LEAP-2022 Project: Experimental model of pile-supported retaining wall in saturated sandy soil foundation

In this phase of the LEAP-2022 project, the team from the Department of Hydraulic Engineering at Tsinghua University utilized an original large deformation constitutive model for sandy soil liquefaction and an adapted fluid-structure coupled dynamic numerical simulation method to predict the results of 11 experiments. The officially released prediction results indicate that the average prediction error of wall displacement in the dynamic centrifuge model tests by the Tsinghua team for this project is 8%, much lower than that of teams from the United States, Europe, Japan, and others. This highlights the team's advantages in sandy soil liquefaction theory and numerical simulation technology. This successful prediction is built on the team's long-term systematic research on the macro and micro phenomena of seismic liquefaction in sandy soil, constitutive laws for large deformation liquefaction, generation mechanisms, mathematical modeling, and numerical algorithms.

Officially released by the LEAP-2022 project, the global teams’ relative errors in predicting the results of 11 experiments are shown.
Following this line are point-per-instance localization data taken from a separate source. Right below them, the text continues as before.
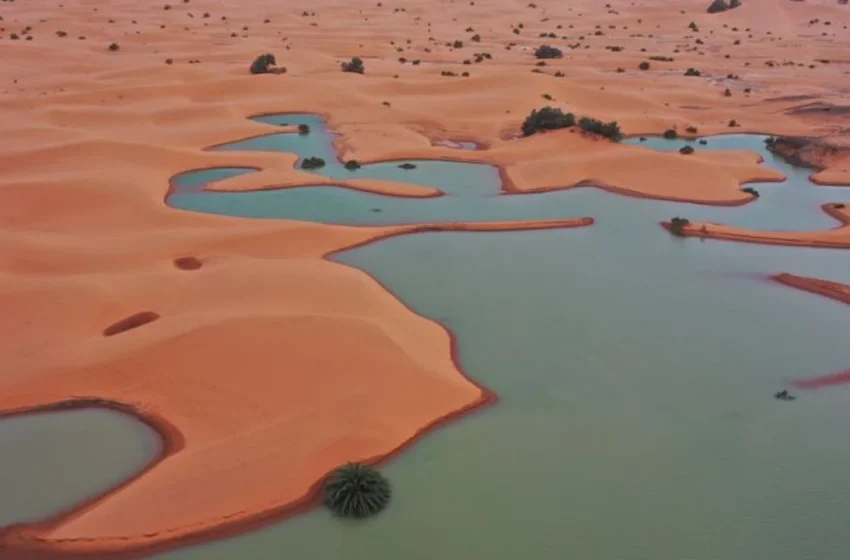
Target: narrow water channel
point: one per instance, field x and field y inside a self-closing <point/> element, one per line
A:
<point x="54" y="460"/>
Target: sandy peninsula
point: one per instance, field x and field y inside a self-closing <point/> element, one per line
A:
<point x="263" y="364"/>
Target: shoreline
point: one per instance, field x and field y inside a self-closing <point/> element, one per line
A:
<point x="766" y="238"/>
<point x="21" y="541"/>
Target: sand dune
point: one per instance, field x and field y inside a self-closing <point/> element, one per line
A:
<point x="272" y="364"/>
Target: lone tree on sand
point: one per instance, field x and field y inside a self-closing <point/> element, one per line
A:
<point x="357" y="490"/>
<point x="547" y="118"/>
<point x="677" y="226"/>
<point x="545" y="51"/>
<point x="356" y="65"/>
<point x="262" y="64"/>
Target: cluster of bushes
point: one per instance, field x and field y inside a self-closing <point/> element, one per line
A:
<point x="354" y="65"/>
<point x="610" y="130"/>
<point x="545" y="51"/>
<point x="551" y="118"/>
<point x="547" y="118"/>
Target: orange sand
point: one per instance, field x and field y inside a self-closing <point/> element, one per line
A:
<point x="838" y="238"/>
<point x="273" y="364"/>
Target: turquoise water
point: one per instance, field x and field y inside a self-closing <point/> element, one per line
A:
<point x="636" y="371"/>
<point x="54" y="460"/>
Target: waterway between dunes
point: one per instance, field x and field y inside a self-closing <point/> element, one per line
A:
<point x="636" y="372"/>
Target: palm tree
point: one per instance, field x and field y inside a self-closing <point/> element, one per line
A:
<point x="357" y="490"/>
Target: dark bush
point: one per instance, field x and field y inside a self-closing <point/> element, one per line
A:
<point x="717" y="6"/>
<point x="262" y="63"/>
<point x="677" y="225"/>
<point x="312" y="163"/>
<point x="547" y="118"/>
<point x="357" y="490"/>
<point x="355" y="65"/>
<point x="545" y="51"/>
<point x="609" y="130"/>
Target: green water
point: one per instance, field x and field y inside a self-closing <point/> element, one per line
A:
<point x="636" y="372"/>
<point x="54" y="460"/>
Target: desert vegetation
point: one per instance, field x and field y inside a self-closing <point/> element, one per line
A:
<point x="312" y="163"/>
<point x="545" y="51"/>
<point x="357" y="490"/>
<point x="355" y="65"/>
<point x="263" y="64"/>
<point x="677" y="226"/>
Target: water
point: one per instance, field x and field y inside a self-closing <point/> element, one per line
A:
<point x="636" y="371"/>
<point x="54" y="460"/>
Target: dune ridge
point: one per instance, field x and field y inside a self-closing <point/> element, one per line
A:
<point x="244" y="342"/>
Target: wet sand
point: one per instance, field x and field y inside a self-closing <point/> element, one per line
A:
<point x="271" y="364"/>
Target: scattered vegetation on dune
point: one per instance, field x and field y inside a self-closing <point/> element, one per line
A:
<point x="546" y="51"/>
<point x="357" y="490"/>
<point x="547" y="118"/>
<point x="677" y="225"/>
<point x="355" y="65"/>
<point x="263" y="63"/>
<point x="552" y="118"/>
<point x="312" y="163"/>
<point x="610" y="130"/>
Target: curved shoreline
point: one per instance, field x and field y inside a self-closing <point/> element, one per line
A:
<point x="703" y="230"/>
<point x="24" y="541"/>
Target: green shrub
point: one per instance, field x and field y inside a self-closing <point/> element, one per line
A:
<point x="545" y="51"/>
<point x="677" y="225"/>
<point x="355" y="66"/>
<point x="547" y="118"/>
<point x="262" y="63"/>
<point x="357" y="490"/>
<point x="610" y="130"/>
<point x="312" y="163"/>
The top left corner represents the results of the Tsinghua University team (THU).

LEAP-2022 project: Global teams’ average relative prediction errors, with the Tsinghua University team (THU) shown on the rightmost side.

The research team led by Drs. ZHANG Jianmin and WANG Rui from the Department of Hydraulic Engineering at Tsinghua University has long focused on soil dynamics and geotechnical earthquake engineering. They have achieved research milestones in fundamental soil dynamics theories, such as large deformation constitutive relationships for sandy soil liquefaction, soil dynamic strength mechanisms, and failure criteria. The team has established integrated seismic design theories and methods for structures and soils, developed a high-performance dynamic fluid-structure coupled computational platform for geotechnical earthquake engineering, and realized simulations of the static and dynamic interactions between superstructures and soils in large-scale systems. These achievements have been applied to the design and evaluation of significant projects, including the comprehensive transportation hub in the Beijing Urban Sub-center, the ML Reservoir dam, the Shenzhen to Zhongshan Cross-River Passage, and coral sand islands and reefs. In the case of the West Artificial Island project for the Shenzhen to Zhongshan Cross-River Passage, the deformation predictions provided in the analysis report submitted to the design unit before construction were consistent with on-site monitoring results. Compared to traditional methods, this achieved an order of magnitude improvement in deformation prediction accuracy. The team’s large deformation constitutive model for sandy soil liquefaction has gained international recognition in the LEAP project and has been applied by scholars from over ten institutions in the United States, Greece, Canada, Australia, Iran, Egypt, and China. The Tsinghua University team participating in the LEAP-2022 project also includes doctoral students HUYAN Bin and YU Jiake from the Department of Hydraulic Engineering.